それが、この世界の定説であり、常識だからである(タイトルにあれだけ大きく表示されているにも関わらず、だ)。だれも見たことがないのだから、目の前にいる「もの」が、いったいなんであるかなど知るよしもない。
それなのに彼ら探索者たちは、これがまぎれもなく「ドラゴン」であることを確信していた。まるで、生まれる前からあらかじめその知識を刷り込まれていて、いまここでその記憶が呼び起こされたような……そんな感覚だった。
「ようこそ、探索者の諸君。我の名は、邪鬼竜。オウガドラゴンと呼ぶがよい」
「邪鬼竜……」
そのドラゴンが名乗った名前を、シクヨロは反芻した。つーか、ふつうに言葉しゃべれるんだ。さすがドラゴン、魔物の中の王様だな、と思った。
「ここは、いったいどこなんだ?」
シクヨロは、邪鬼竜にたずねた。話が通じるならこっちのものだ。まずはとにかく、すこしでも情報がほしい。情報が得られなければ……知ったことか。

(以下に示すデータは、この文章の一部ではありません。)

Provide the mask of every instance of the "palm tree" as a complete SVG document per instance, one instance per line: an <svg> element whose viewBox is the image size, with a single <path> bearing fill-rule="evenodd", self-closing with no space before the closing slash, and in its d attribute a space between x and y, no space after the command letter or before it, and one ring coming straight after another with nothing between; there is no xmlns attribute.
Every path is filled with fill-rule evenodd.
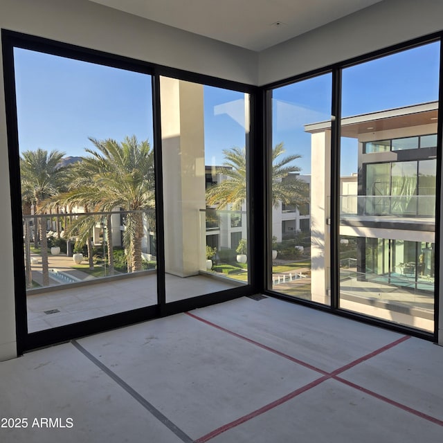
<svg viewBox="0 0 443 443"><path fill-rule="evenodd" d="M300 206L308 201L307 183L294 173L300 168L290 165L301 156L293 154L280 158L284 153L283 143L278 143L272 150L272 204L277 208L280 203ZM225 161L222 173L228 179L209 188L206 192L206 203L217 209L230 205L239 210L246 198L246 149L237 147L224 150Z"/></svg>
<svg viewBox="0 0 443 443"><path fill-rule="evenodd" d="M31 199L36 213L42 212L42 202L51 195L57 194L64 183L65 167L60 163L64 152L53 150L48 153L42 149L25 151L20 157L20 176L22 195ZM46 239L46 219L42 217L38 224L42 254L42 272L43 286L49 285L48 266L48 242ZM34 226L35 236L37 226Z"/></svg>
<svg viewBox="0 0 443 443"><path fill-rule="evenodd" d="M120 143L111 138L89 140L96 149L85 150L90 155L82 157L76 170L77 179L59 199L63 204L87 204L91 212L110 212L116 208L128 211L123 235L128 271L141 271L143 212L155 207L154 151L147 141L139 142L135 136ZM107 217L108 261L111 266L110 220Z"/></svg>

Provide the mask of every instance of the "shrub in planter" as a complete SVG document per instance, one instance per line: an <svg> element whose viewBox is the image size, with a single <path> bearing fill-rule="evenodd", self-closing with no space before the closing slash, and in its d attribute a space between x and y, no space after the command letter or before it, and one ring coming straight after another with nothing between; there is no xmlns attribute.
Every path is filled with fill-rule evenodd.
<svg viewBox="0 0 443 443"><path fill-rule="evenodd" d="M221 263L235 263L237 261L237 253L233 249L226 248L219 250L217 255Z"/></svg>

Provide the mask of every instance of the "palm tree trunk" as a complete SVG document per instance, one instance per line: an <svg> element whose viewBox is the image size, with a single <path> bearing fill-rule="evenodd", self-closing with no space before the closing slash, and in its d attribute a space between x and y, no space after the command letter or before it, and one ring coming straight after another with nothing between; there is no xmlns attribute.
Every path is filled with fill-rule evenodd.
<svg viewBox="0 0 443 443"><path fill-rule="evenodd" d="M37 205L34 206L34 214L37 214ZM34 246L37 248L40 244L40 219L34 215Z"/></svg>
<svg viewBox="0 0 443 443"><path fill-rule="evenodd" d="M58 218L58 213L59 213L60 208L58 207L58 205L57 205L57 208L55 208L55 210L57 211L57 213L55 215L55 223L57 224L57 226L55 226L55 230L57 231L57 238L60 238L60 224L59 222L59 218Z"/></svg>
<svg viewBox="0 0 443 443"><path fill-rule="evenodd" d="M142 269L141 239L143 236L143 224L142 214L133 214L132 217L134 226L131 235L131 243L132 244L131 262L132 262L132 271L134 272Z"/></svg>
<svg viewBox="0 0 443 443"><path fill-rule="evenodd" d="M89 269L93 270L94 269L94 258L92 256L92 237L88 237L88 239L87 242L87 245L88 248L88 261L89 262Z"/></svg>
<svg viewBox="0 0 443 443"><path fill-rule="evenodd" d="M108 214L106 217L106 241L108 244L108 266L109 275L114 275L114 244L112 243L112 223L111 222L111 214Z"/></svg>
<svg viewBox="0 0 443 443"><path fill-rule="evenodd" d="M30 289L33 287L33 276L30 269L30 243L29 241L30 236L29 218L25 219L24 226L24 242L25 242L25 276L26 279L26 287Z"/></svg>
<svg viewBox="0 0 443 443"><path fill-rule="evenodd" d="M37 205L38 208L38 204ZM49 265L48 263L48 239L46 238L46 217L39 217L40 235L40 253L42 255L42 273L43 286L49 286Z"/></svg>

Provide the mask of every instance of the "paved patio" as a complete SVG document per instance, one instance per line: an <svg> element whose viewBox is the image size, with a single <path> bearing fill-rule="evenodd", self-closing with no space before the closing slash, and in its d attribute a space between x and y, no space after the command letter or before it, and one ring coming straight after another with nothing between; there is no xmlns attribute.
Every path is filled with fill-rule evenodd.
<svg viewBox="0 0 443 443"><path fill-rule="evenodd" d="M242 298L1 363L2 417L28 426L0 440L437 443L442 367L426 341Z"/></svg>

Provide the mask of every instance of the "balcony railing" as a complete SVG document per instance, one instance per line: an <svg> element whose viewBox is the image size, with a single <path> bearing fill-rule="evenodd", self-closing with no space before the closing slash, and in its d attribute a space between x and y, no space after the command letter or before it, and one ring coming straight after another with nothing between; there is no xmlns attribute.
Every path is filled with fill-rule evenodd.
<svg viewBox="0 0 443 443"><path fill-rule="evenodd" d="M23 228L28 291L156 268L154 210L24 215Z"/></svg>
<svg viewBox="0 0 443 443"><path fill-rule="evenodd" d="M342 195L341 217L435 217L435 195Z"/></svg>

「ここは第十三迷宮の最下層のさらに下。地下十四階、といったところか。無論、いままでここに足を踏み入れた探索者など、だれもおらぬ」
「迷宮の地下十四階に、邪鬼竜……。そんなことって……」
その言葉を聞いたマルタンは、信じられないといった感じでかぶりを振った。魔導師として歩んできた短い人生の中で、考えたこともないような事態を目の当たりにして、軽いパニックを起こしているようだ。
「あのう、魔法の護符は……。『マカラカラムの護符』は、あるんですか!」
アイシアは、いきなり核心を突いた質問をぶつけてきた。早い、早いよ駄エルフちゃん! もうちょっとお話をうかがってから……と、シクヨロの口から出かかったが、正直これが吉と出るか凶と出るかは、もはや神のみぞ知るところである。
「それが、そなたらの望むものか。ならば——」
邪鬼竜は全身を震わせ、迷宮すべてに響き渡るような咆哮を上げた。
「我を倒して、手に入れるがよい!」
うわっちゃー、凶だったわ。シクヨロは口元を歪めた。
「正々堂々、勝負するというのだな。いいだろう、邪鬼竜!」
そう言って、ヴェルチが一歩前に出た。彼女は王国魔獣騎士団『薔薇の牙』の魔獣騎士として、幾多の戦場を渡り歩いてきた歴戦の勇士だ。もちろん、巨大で凶暴なモンスターも、自慢の斧槍で数え切れないほど斃してきている。ヴェルチとは、対峙する相手が手強くあればあるほどに「燃える」女であった。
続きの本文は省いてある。